A large focus of the GPT-4 project was building a deep learning stack that scales predictably. The primary reason is that for very large training runs like GPT-4, it is not feasible to do extensive model-specific tuning. To address this, we developed infrastructure and optimization methods that have very predictable behavior across multiple scales. These improvements allowed us to reliably predict some aspects of the performance of GPT-4 from smaller models trained using 1,000× – 10,000× less compute.

So, scaling laws might just work fine, or at least work better than suggested for some time.

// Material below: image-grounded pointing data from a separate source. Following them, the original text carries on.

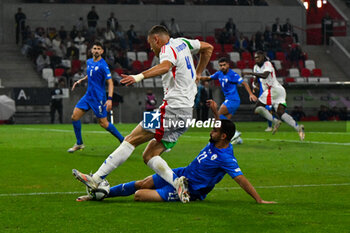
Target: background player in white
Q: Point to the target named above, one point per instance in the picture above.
(178, 77)
(274, 94)
(203, 173)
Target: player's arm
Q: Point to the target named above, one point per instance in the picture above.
(214, 108)
(204, 52)
(252, 97)
(110, 95)
(78, 82)
(259, 75)
(248, 187)
(157, 70)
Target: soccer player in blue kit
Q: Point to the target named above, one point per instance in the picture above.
(203, 173)
(229, 80)
(95, 97)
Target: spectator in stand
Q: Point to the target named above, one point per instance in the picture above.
(288, 30)
(132, 37)
(73, 33)
(92, 19)
(62, 33)
(150, 101)
(277, 28)
(327, 28)
(230, 27)
(79, 39)
(206, 94)
(112, 22)
(42, 61)
(20, 19)
(241, 43)
(174, 28)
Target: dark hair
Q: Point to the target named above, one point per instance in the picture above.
(158, 29)
(228, 128)
(223, 59)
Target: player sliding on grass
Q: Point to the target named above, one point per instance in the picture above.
(95, 97)
(274, 94)
(178, 77)
(229, 81)
(203, 173)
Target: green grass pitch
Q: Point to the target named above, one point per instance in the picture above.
(309, 180)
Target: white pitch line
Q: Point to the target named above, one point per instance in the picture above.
(222, 188)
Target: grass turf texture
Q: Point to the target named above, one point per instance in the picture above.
(33, 159)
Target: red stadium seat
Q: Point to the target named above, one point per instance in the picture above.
(246, 56)
(59, 72)
(317, 72)
(241, 65)
(305, 73)
(210, 39)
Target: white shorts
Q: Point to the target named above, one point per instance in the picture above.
(170, 132)
(273, 96)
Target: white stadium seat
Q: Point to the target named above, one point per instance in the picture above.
(310, 64)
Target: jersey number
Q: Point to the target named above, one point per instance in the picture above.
(189, 66)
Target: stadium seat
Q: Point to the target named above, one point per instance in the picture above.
(289, 80)
(312, 80)
(310, 64)
(317, 72)
(59, 72)
(234, 56)
(238, 71)
(324, 80)
(148, 82)
(280, 56)
(210, 39)
(294, 73)
(246, 56)
(142, 56)
(241, 65)
(131, 56)
(215, 65)
(305, 72)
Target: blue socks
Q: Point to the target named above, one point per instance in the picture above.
(126, 189)
(113, 130)
(77, 131)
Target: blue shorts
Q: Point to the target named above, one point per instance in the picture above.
(98, 106)
(168, 193)
(232, 105)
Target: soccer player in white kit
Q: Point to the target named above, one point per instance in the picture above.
(178, 77)
(273, 94)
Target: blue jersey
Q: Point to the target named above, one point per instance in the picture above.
(97, 72)
(209, 167)
(228, 83)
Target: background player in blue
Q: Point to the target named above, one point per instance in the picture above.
(95, 97)
(229, 80)
(203, 173)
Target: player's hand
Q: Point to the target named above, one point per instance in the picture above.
(127, 80)
(266, 202)
(253, 98)
(108, 105)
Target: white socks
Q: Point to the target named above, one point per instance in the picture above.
(262, 111)
(161, 168)
(290, 121)
(114, 160)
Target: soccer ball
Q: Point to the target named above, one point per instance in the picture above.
(101, 192)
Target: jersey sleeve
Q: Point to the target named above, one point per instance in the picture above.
(230, 166)
(107, 71)
(267, 67)
(167, 53)
(215, 76)
(235, 78)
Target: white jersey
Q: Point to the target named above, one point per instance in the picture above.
(179, 83)
(271, 80)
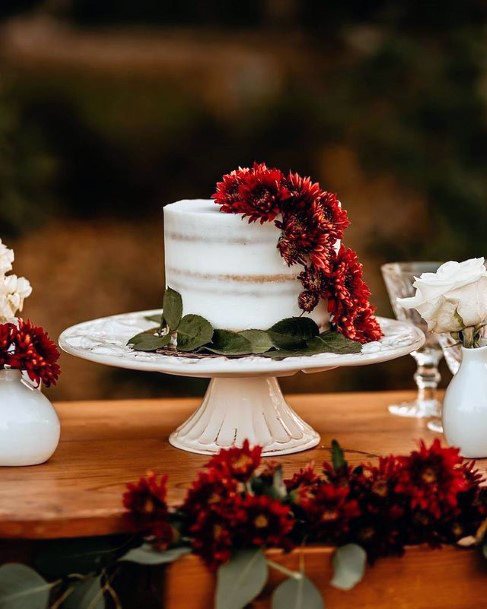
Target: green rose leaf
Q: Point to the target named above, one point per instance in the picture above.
(147, 341)
(241, 579)
(22, 588)
(259, 340)
(337, 456)
(147, 555)
(334, 342)
(293, 332)
(157, 318)
(194, 331)
(86, 594)
(349, 566)
(296, 593)
(225, 342)
(172, 308)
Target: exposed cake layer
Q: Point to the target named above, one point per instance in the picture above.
(230, 271)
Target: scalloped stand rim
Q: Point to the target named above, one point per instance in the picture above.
(236, 409)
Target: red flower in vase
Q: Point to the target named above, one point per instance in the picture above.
(35, 353)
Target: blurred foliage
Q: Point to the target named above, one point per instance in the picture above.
(400, 83)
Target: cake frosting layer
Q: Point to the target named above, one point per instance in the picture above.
(230, 271)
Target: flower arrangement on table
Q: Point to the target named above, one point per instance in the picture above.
(23, 346)
(238, 507)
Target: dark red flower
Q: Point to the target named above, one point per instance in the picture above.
(348, 299)
(302, 192)
(7, 337)
(263, 521)
(432, 477)
(146, 498)
(328, 215)
(210, 489)
(258, 192)
(35, 353)
(307, 301)
(237, 463)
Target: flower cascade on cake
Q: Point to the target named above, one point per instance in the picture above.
(312, 223)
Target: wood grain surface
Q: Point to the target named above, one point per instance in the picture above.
(105, 444)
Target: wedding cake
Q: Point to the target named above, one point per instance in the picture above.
(266, 247)
(230, 271)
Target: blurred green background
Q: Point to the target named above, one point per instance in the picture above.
(108, 110)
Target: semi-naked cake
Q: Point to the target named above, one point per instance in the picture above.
(230, 271)
(267, 247)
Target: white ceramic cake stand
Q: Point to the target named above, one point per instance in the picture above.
(243, 399)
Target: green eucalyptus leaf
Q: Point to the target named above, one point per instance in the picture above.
(337, 456)
(172, 308)
(296, 593)
(259, 340)
(22, 588)
(147, 341)
(348, 566)
(293, 332)
(86, 594)
(194, 331)
(241, 579)
(157, 318)
(225, 342)
(147, 555)
(334, 342)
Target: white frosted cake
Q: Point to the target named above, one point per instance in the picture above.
(230, 271)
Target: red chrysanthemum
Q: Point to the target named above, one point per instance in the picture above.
(329, 216)
(302, 192)
(237, 463)
(257, 193)
(432, 477)
(35, 353)
(263, 521)
(348, 299)
(146, 498)
(210, 490)
(329, 510)
(7, 336)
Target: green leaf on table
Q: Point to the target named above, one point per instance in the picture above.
(172, 308)
(337, 456)
(148, 341)
(241, 579)
(334, 342)
(348, 566)
(22, 588)
(225, 342)
(296, 593)
(293, 332)
(147, 555)
(156, 317)
(259, 340)
(87, 594)
(193, 331)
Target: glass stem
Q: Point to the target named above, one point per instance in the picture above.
(427, 376)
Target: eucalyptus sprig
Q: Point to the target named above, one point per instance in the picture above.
(290, 337)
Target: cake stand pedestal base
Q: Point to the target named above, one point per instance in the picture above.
(246, 408)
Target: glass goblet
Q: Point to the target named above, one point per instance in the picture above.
(399, 278)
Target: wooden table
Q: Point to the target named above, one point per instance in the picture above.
(106, 444)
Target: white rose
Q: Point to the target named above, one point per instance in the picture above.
(453, 298)
(6, 259)
(13, 291)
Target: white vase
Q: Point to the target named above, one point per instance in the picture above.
(465, 405)
(29, 425)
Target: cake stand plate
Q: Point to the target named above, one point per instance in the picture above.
(243, 400)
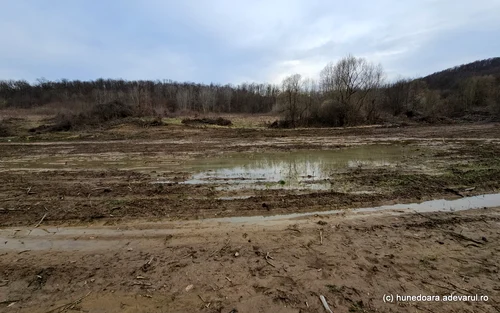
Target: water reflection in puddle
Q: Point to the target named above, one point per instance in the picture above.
(441, 205)
(309, 169)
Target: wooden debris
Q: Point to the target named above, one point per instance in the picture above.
(43, 217)
(325, 304)
(69, 306)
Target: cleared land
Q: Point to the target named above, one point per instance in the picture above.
(121, 214)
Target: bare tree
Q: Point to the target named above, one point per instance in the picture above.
(352, 82)
(289, 99)
(207, 98)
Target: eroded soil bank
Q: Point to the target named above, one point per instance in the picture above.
(121, 225)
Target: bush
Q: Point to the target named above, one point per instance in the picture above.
(209, 121)
(113, 110)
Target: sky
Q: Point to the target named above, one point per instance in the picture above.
(235, 41)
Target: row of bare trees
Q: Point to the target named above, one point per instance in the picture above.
(349, 92)
(147, 96)
(354, 91)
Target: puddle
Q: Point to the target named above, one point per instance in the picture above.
(309, 169)
(441, 205)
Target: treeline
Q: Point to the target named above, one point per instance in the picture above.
(351, 91)
(354, 91)
(146, 96)
(452, 78)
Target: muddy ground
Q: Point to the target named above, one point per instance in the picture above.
(104, 227)
(75, 180)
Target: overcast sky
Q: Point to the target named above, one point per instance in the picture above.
(232, 41)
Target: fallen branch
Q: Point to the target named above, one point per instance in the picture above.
(69, 306)
(325, 304)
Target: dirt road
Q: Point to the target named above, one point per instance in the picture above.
(122, 220)
(353, 259)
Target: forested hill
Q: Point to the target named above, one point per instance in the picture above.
(452, 77)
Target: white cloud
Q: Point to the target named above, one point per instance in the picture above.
(232, 40)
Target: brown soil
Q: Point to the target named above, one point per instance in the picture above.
(74, 180)
(102, 221)
(351, 259)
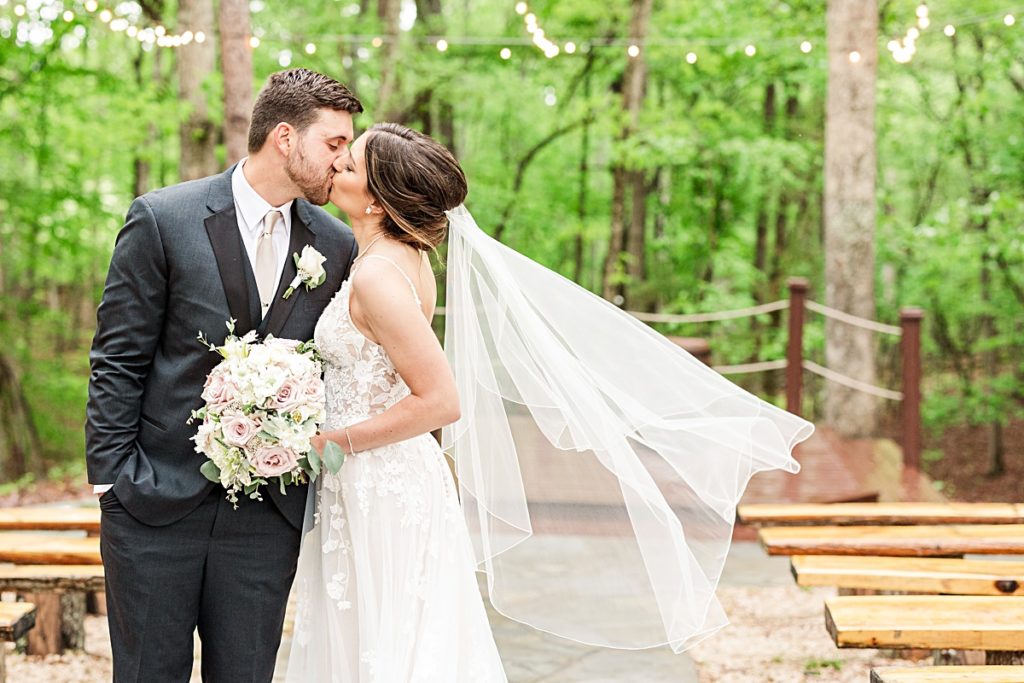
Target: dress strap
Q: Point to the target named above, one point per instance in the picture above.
(397, 267)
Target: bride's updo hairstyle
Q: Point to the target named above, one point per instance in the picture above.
(415, 179)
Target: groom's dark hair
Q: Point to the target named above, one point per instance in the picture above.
(296, 96)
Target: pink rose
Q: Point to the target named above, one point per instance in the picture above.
(239, 429)
(314, 391)
(289, 395)
(218, 391)
(273, 460)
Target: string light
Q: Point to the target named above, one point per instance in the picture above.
(902, 49)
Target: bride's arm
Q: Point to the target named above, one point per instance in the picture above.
(387, 310)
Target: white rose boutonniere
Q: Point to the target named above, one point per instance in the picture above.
(310, 267)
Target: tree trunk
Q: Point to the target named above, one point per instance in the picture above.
(387, 103)
(849, 208)
(237, 67)
(195, 66)
(20, 447)
(634, 83)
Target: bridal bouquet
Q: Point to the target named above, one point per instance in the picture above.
(263, 404)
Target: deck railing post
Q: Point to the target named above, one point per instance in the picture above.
(910, 347)
(795, 347)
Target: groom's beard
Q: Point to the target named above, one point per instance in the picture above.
(314, 184)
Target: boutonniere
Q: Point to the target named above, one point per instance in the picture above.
(310, 267)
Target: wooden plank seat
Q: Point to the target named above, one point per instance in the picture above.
(911, 574)
(929, 622)
(843, 514)
(49, 519)
(916, 541)
(948, 675)
(41, 578)
(15, 620)
(20, 548)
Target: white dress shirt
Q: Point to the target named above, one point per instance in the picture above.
(250, 209)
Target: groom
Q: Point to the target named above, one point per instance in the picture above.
(189, 257)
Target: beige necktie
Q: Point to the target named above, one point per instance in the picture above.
(266, 260)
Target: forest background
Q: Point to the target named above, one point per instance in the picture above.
(670, 156)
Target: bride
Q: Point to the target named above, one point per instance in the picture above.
(598, 465)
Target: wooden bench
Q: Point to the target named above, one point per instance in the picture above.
(919, 541)
(61, 611)
(910, 574)
(930, 622)
(15, 620)
(948, 675)
(50, 519)
(842, 514)
(20, 548)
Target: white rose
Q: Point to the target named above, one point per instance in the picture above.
(311, 263)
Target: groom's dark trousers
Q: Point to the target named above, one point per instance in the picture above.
(177, 556)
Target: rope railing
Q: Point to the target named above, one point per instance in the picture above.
(794, 364)
(851, 383)
(855, 321)
(760, 367)
(713, 316)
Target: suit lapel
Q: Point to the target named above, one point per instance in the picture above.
(281, 308)
(222, 228)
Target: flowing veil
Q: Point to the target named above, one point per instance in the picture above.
(599, 465)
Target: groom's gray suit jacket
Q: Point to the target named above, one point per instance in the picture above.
(179, 267)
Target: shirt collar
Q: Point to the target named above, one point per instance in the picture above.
(251, 207)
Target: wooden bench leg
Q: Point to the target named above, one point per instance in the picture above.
(46, 637)
(1004, 657)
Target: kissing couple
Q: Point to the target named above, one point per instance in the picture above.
(538, 379)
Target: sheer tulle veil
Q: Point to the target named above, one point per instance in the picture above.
(599, 465)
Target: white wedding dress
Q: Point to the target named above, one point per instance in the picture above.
(386, 587)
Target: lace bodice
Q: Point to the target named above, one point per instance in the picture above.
(360, 379)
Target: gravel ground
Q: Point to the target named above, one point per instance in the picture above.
(776, 635)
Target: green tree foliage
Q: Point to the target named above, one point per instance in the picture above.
(730, 148)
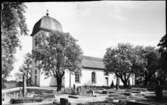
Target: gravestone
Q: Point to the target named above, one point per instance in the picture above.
(85, 92)
(63, 101)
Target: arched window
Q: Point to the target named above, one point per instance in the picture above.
(93, 77)
(77, 77)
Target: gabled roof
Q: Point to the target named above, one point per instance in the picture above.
(93, 63)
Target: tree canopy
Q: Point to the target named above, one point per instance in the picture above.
(12, 25)
(122, 61)
(55, 53)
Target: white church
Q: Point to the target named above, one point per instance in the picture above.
(92, 71)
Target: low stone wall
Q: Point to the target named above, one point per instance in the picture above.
(7, 94)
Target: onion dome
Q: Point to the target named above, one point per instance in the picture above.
(47, 23)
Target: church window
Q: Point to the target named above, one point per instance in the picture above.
(106, 73)
(93, 77)
(77, 77)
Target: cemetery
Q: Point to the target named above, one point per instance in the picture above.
(88, 96)
(56, 71)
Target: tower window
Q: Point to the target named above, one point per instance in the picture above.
(93, 77)
(77, 77)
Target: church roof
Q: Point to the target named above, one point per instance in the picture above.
(93, 63)
(47, 23)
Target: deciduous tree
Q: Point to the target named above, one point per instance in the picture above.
(55, 53)
(122, 61)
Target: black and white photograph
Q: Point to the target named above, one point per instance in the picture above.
(84, 53)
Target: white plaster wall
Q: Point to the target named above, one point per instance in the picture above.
(112, 77)
(85, 79)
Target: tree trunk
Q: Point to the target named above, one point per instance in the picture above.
(24, 85)
(125, 83)
(59, 83)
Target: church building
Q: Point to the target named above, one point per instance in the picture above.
(92, 71)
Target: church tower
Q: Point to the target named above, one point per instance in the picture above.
(46, 24)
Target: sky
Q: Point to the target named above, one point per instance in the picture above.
(98, 25)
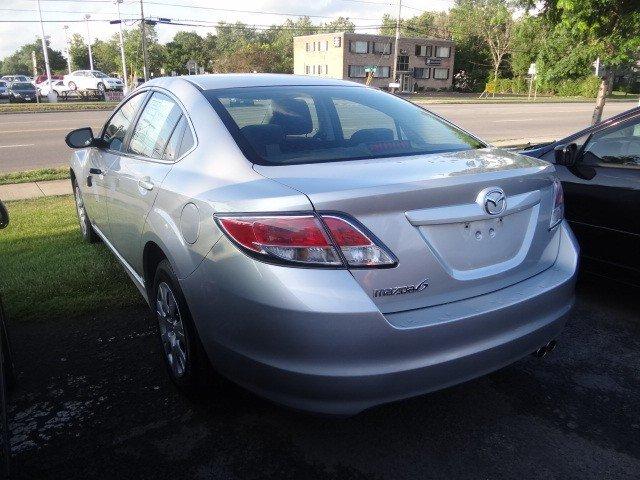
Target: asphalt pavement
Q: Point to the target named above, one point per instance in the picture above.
(36, 140)
(93, 401)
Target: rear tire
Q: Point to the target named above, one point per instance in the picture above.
(88, 233)
(184, 356)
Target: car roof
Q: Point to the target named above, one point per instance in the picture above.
(240, 80)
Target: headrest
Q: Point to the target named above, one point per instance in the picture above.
(372, 135)
(259, 136)
(292, 115)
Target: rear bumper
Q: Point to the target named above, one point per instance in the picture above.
(313, 340)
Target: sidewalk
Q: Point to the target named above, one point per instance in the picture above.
(20, 191)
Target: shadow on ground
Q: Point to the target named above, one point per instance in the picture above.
(93, 401)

Exceptions to scaling - inverse scaling prize

Unfortunately, the above does not mean that we can blindly trust scaling laws. There are exceptions to the rule, which makes LLM research more tricky - you cannot always assume that what works at a small scale, works at a larger scale. This is emphasized by Sholto Douglas (Google, Gemini) as well here:

You never actually know if the trend will hold. For certain architectures the trend has held really well. And for certain changes, it's held really well. But that isn't always the case. And things which can help at smaller scales can actually hurt at larger scales. You have to make guesses based on what the trend lines look like and based on your intuitive feeling of what's actually something that's going to matter, particularly for those which help with the small scale.

Now, let's look at a few of exceptions where scaling does not work. Note that here we will not discuss training techniques that work at a small scale but do not work at a bigger scale, but tasks where bigger models perform worse compared to smaller models.

The inverse scaling prize (2022) was a contest that tried to encourage participants to find important tasks where larger models do worse compared to smaller models. The findings are quite interesting, as the winners found 11 benchmarks where inverse scaling holds. The benchmarks fall into four categories:

Strong Prior, for example Memory Trap: "This task asks an LM to write a phrase in a way that starts like a famous quote but ends differently. Larger LMs are more likely to continue with the famous quote, suggesting they struggle to avoid repeating memorized text".
Unwanted imitation, for example Modus Tollens, repeating logical fallacies. The authors mention that this mistake might be made because humans tend to make it too — so as models get better at modeling human behaviour (or more precisely: modeling their training data), they will be more likely to make logical fallacies that humans tend to make.
Distractor Task, for example: Pattern Match Suppression. This task tests whether LMs can be instructed to interrupt the repetition of a simple pattern.
Spurious Few-Shot, adding correctly-labeled but misleading demonstrations of the task to the prompt. For example Hindsight Neglect, where LMs must assess if a bet is worthwhile based on its expected value (EV), given a prompt with examples where the outcomes of the bets match the EV, but the outcome in the final question does not.

Clear inverse scaling laws for the Memo Trap benchmark.

There is some evidence (December 2023) that some inverse scaling tasks show U-shape scaling. That is, performance first goes down with scale, but then for really large models, performance improves again. However, this is not true for all tasks:

GPT-4 and GPT-4 RLHF performance varied between tasks: improved performance was observed on Modus Tollens, Into the Unknown, and Repetitive Algebra; mixed performance on Pattern Match Suppression; and poor performance on Memo Trap.